On March 31, Gordon Liu, Professor of Economics at Peking University National School of Development (NSD), taught the first Topics in China Studies Lecture Series class of the 2021/2022 Spring semester titled “The Baumol Cost Disease in Healthcare and Post-pandemic Economy.” Prof. Lu Yang, Yenching Academy Director of Graduate Studies, hosted the class and was joined online by Yenching Scholars from across the globe. The lecture explored whether healthcare productivities improved above the market average during the COVID-19 pandemic, resulting in (technological) changes deviating from William Baumol’s hypothesis of high-cost inflation and low labor productivity in labor-intensive sectors.
Prof. Liu began the class by introducing the concept of the Baumol's cost disease, its history, and its basic principles. American economist William Baumol first proposed the idea in 1965, and it has been verified by empirical data in the growth stages of many economies. In theory, Baumol divides the economy into sectors with rapid productivity development, such as various electronic products, modern agriculture, etc., with reduced labor demand due to technological progress, and sectors with relatively lagging or stable productivity and high demand for labor, such as art performances. The rigid demand for labor in the education and health care sectors is even greater. The labor demand in the latter sector has always remained strong, and the efficiency of service supply is difficult to improve through technological substitution, resulting in a significant increase in labor wages. In addition, some of the labor force eliminated by the productivity improvement of the first sector will be further absorbed into the latter service sector after exiting the market.
The professor explained that healthcare costs expanded rapidly relative to GDP growth worldwide in the last four decades. He described price changes in the US, drawing on inflation data from different sectors between 2000 and 2020, noting that healthcare services, college tuition and fees, wages, and housing prices surpassed the overall inflation rate. Similarly, employment enlarged in labor-intensive service areas, including healthcare (physicians, nursing homes, and hospitals) and non-farming work.
Furthermore, Prof. Liu discussed the factors influencing healthcare spending decomposition, noting that the debates on this issue have centered on two primary drivers: the increase in unit prices and the surge in the quantity of the services per patient. Likewise, he discussed the 2017 Chicago Booth Initiative on Global Markets Survey of leading economists’ views on the relevance of the Baumol effect in contemporary times, noting that most of the respondents agreed that the hypothesis was relevant to construing rising cost and productivity across sectors.
Moreover, the professor reviewed the adoption rate of digital technologies and virtual settings in healthcare since the pandemic. He remarked that although AI-related job postings in healthcare were relatively low in the pre-Covid-19 pandemic era compared to the information and finance industries, the pandemic and the shift toward virtual work boosted the utilization of AI-related healthcare employment postings and digital health technologies.
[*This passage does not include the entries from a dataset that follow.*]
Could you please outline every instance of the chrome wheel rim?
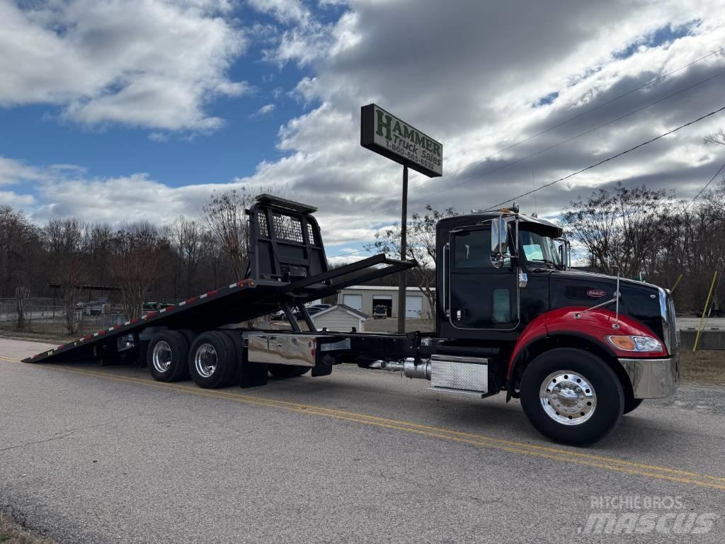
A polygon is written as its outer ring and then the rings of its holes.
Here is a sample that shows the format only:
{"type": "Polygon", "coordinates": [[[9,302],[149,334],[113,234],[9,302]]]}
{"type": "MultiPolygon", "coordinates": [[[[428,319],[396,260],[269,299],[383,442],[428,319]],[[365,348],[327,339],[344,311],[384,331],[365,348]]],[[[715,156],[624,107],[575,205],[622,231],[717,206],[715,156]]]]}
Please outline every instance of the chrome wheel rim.
{"type": "Polygon", "coordinates": [[[581,425],[597,409],[597,393],[579,372],[562,370],[546,377],[539,390],[546,414],[563,425],[581,425]]]}
{"type": "Polygon", "coordinates": [[[151,358],[154,368],[157,372],[166,372],[171,366],[171,346],[165,340],[157,343],[154,346],[154,353],[151,358]]]}
{"type": "Polygon", "coordinates": [[[211,344],[202,344],[194,355],[194,366],[202,378],[210,378],[217,370],[217,350],[211,344]]]}

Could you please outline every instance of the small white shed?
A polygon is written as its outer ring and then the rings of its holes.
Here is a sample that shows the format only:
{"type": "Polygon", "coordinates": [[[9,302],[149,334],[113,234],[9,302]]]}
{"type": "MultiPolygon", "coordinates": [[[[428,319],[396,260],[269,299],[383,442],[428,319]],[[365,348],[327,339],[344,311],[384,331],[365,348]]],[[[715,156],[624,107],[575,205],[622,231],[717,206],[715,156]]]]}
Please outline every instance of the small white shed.
{"type": "Polygon", "coordinates": [[[349,332],[352,327],[357,331],[365,330],[365,322],[370,317],[359,310],[336,304],[312,316],[312,322],[318,330],[326,328],[328,331],[349,332]]]}

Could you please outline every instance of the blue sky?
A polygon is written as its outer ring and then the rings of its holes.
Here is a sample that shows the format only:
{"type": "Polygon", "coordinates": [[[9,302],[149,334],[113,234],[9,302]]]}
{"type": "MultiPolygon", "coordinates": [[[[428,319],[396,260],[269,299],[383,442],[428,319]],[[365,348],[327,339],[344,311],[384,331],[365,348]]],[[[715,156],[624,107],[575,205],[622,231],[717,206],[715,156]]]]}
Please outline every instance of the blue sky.
{"type": "MultiPolygon", "coordinates": [[[[359,145],[364,104],[444,143],[411,213],[485,207],[725,105],[723,78],[699,83],[725,70],[723,0],[449,4],[0,0],[0,204],[168,223],[271,185],[317,205],[341,255],[399,213],[399,165],[359,145]]],[[[618,181],[694,196],[723,125],[542,191],[539,213],[618,181]]]]}

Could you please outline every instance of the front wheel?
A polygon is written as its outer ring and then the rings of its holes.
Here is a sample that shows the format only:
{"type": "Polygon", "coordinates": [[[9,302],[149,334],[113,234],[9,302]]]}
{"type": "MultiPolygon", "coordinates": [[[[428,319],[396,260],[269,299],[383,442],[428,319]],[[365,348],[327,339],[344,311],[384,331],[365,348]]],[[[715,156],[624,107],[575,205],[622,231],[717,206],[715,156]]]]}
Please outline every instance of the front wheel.
{"type": "Polygon", "coordinates": [[[573,348],[544,352],[532,360],[521,379],[521,400],[536,430],[576,446],[609,434],[624,409],[622,385],[609,366],[573,348]]]}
He also noted a similar upsurge in telehealth investment, consumer usage, provision, and regulatory systems to adopt digital health services and technology. This situation resulted in increased productivity in healthcare than in other sectors.
Nonetheless, given the potential for some workers to be pushed out of the industry due to improved technology adoption, Prof. Liu remarked that further research is required to determine how this situation would shape the economic growth scenario across the world.
Likewise, Prof. Liu considered the impact of healthcare inflation and measures to evaluate the implications of healthcare cost inflation on the GDP. He explained that understanding savings in hospital costs and consumers’ health value gained (the contribution of healthcare service to health) are essential to assessing and avoiding overestimating the impact of inflation costs and productivity in the health sector.
Several students raised questions following the end of the presentation to gain clarity on some issues. One question centered on the best way to determine whether the increase in healthcare quality emanated from changes in the healthcare industry rather than changes in the socio-economic environment like the closure of a coal-powered plant or the availability of faster ambulances to transport the sick to the hospital. Another question centered on how the private-led healthcare system in the US compares with the public-funded healthcare systems in other countries with regards to the Baumol effect. Prof. Liu remarked on the need to consider the imperfections in all models, noting that societies must face opportunity costs as they plan their healthcare industry irrespective of the funding model. Also, he added that despite the US having one of the most expensive healthcare systems globally, its healthcare productivity is also one of the highest in the world, for instance, when one considers the US share of annual innovative medicine outputs.